Gradient Flow Diagram (Forward and Backward)#
Forward pass#
X (input batch)
│
▼
Dense1: Z1 = XW1 + b1
│
▼
ReLU1: A1 = max(0, Z1)
│
▼
Dense2: Z2 = A1W2 + b2
│
▼
ReLU2: A2 = max(0, Z2)
│
▼
Dense3: Z3 = A2W3 + b3 (logits)
│
▼
Softmax + Cross-Entropy Loss L
Backward pass (reverse order)#
∂L/∂Z3 (from loss)
│
├── ∂L/∂W3 , ∂L/∂b3
▼
∂L/∂A2 = ∂L/∂Z3 · W3ᵀ
│
▼
ReLU mask (Z2 > 0)
│
▼
∂L/∂Z2
│
├── ∂L/∂W2 , ∂L/∂b2
▼
∂L/∂A1 = ∂L/∂Z2 · W2ᵀ
│
▼
ReLU mask (Z1 > 0)
│
▼
∂L/∂Z1
│
├── ∂L/∂W1 , ∂L/∂b1
▼
∂L/∂X
Consolidated Backpropagation Mathematics#
Consider a minibatch:
Input: \( X \in \mathbb{R}^{N \times d_{in}} \)

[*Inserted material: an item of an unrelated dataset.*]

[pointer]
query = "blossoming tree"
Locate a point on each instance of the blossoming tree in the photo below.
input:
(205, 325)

Labels: \( y \in \{0,\dots,C-1\}^N \)
The MLP is defined as:
\(\begin{aligned} Z_1 &= XW_1 + b_1 \\ A_1 &= \mathrm{ReLU}(Z_1) \\ Z_2 &= A_1W_2 + b_2 \\ A_2 &= \mathrm{ReLU}(Z_2) \\ Z_3 &= A_2W_3 + b_3 \end{aligned}\)

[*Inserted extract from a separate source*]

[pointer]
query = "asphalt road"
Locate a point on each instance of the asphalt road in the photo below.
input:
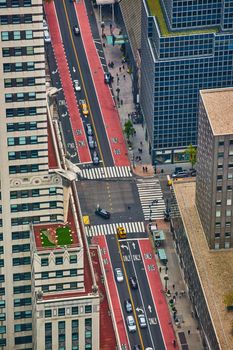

Step 1: Softmax + Cross-Entropy Gradient#
\(P = \mathrm{softmax}(Z_3)\)
\(L = -\frac{1}{N}\sum_{n=1}^N \log P_{n,y_n}\)
The gradient with respect to logits is:
\(\frac{\partial L}{\partial Z_3} = \frac{1}{N}(P - Y)\)
This gradient is the starting point of backpropagation.

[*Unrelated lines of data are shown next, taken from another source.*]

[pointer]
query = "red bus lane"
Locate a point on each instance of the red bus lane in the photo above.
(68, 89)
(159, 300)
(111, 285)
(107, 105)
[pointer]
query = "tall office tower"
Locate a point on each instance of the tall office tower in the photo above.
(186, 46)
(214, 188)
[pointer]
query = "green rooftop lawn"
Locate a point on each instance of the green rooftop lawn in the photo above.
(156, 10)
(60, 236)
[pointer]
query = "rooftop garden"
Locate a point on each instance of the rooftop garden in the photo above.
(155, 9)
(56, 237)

Step 2: Dense Layer Backpropagation#
For a dense layer:
\(Z = AW + b\)
Given upstream gradient \(G = \frac{\partial L}{\partial Z} \):
\(\begin{aligned} \frac{\partial L}{\partial W} &= A^\top G \\ \frac{\partial L}{\partial b} &= \sum_{n=1}^N G_{n,:} \\ \frac{\partial L}{\partial A} &= G W^\top \end{aligned}\)
This applies to all Dense layers in the network.
Step 3: ReLU Backpropagation#
\(A = \mathrm{ReLU}(Z)\)
The derivative of ReLU is:
\(\frac{\partial A}{\partial Z} = \begin{cases} 1 & Z > 0 \\ 0 & Z \le 0 \end{cases}\)
Thus: \(\frac{\partial L}{\partial Z} = \frac{\partial L}{\partial A} \odot \mathbf{1}[Z > 0]\)
ReLU has no parameters, but it gates gradient flow.
End-to-End Backpropagation Summary#
The loss function provides \( \frac{\partial L}{\partial Z_3} \)
Each Dense layer computes gradients for its weights, bias, and inputs
Each ReLU layer applies a binary mask
Gradients propagate backward via the chain rule
The optimizer updates parameters using stored gradients
This mirrors exactly how the backward() methods are composed in the code.